Researchers found that the extra medication was associated with a nearly two thirds reduction in post procedural major adverse coronary event rate (combination of death, myocardial infarction, or repeat revascularization) without increase in risk for bleeding.

Prior to the current trial, no study has ever specifically examined the effect of clopidogrel reloading on patients with acute coronary syndrome.

"The implications of the study are self-evident: When a patient with acute coronary syndrome is undergoing percutaneous coronary intervention and has been taking clopidogrel before, it is a very good idea to give a further loading dose of 600 mg prior to the procedure. This will protect against ischemic complications, without fear of more bleeding," said Germano Di Sciascio, MD, professor and chairman of cardiology at Campus Biomedico, University of Rome, Italy.

"In patients with stable syndromes, ongoing preexisting clopidogrel may supply sufficient anti-platelet effect to safely undergo the procedure."

Researchers recruited 436 patients who had been taking clopidogrel for more than 10 days before their procedure. Of these, 167 (38 percent) had acute coronary syndrome. Patients were randomized to receive an additional 600-mg loading dose of clopidogrel or placebo four to eight hours before their procedure. Blood tests confirmed that platelet reactivity was significantly lower in the reload group compared with the placebo group in patients with acute coronary syndrome.

After 30 days, the overall rates of major adverse cardiac events were the same in the two groups: 7 percent in patients who received clopidogrel reloading versus 9 percent in the placebo group.
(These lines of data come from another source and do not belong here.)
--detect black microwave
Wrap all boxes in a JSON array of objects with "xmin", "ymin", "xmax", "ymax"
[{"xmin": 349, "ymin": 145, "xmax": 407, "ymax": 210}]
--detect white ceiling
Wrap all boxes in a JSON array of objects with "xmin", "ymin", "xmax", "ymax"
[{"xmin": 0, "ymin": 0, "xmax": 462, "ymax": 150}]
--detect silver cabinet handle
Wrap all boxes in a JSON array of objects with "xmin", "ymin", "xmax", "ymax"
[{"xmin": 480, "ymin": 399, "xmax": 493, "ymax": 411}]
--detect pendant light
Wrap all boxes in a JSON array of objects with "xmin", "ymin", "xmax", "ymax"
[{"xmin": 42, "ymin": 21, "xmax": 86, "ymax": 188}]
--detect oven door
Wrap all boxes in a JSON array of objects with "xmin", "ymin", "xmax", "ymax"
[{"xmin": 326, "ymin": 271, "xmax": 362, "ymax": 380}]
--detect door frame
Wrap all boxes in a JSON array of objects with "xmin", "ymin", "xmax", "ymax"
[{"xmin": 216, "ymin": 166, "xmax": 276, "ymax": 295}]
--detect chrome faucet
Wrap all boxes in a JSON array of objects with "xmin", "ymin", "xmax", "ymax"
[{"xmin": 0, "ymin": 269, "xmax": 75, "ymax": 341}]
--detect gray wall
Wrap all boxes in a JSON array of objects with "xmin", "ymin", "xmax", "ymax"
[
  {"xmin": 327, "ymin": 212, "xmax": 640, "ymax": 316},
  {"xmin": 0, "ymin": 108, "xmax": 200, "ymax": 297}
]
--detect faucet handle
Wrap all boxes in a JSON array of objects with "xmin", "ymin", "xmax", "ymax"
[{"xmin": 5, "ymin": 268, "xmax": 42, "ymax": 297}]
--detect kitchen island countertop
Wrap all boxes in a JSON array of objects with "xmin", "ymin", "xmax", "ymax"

A similar finding was observed in patients with stable chest pain (8 percent versus 4 percent, respectively).

However, in patients with acute coronary syndromes, clopidogrel reloading significantly reduced the major adverse cardiac event rate (7 percent versus 18 percent, respectively). There was no difference in the rates of bleeding (5 percent in both groups).

Fundamental differences in the cardiovascular conditions that characterize acute and stable chest pain may explain the effectiveness of clopidogrel reloading in patients with acute coronary syndrome, Dr. Di Sciascio said.

"Patients with acute coronary syndrome have higher platelet reactivity, higher inflammatory status and more intracoronary thrombus," he said. "This may make them more prone to benefit from clopidogrel reloading."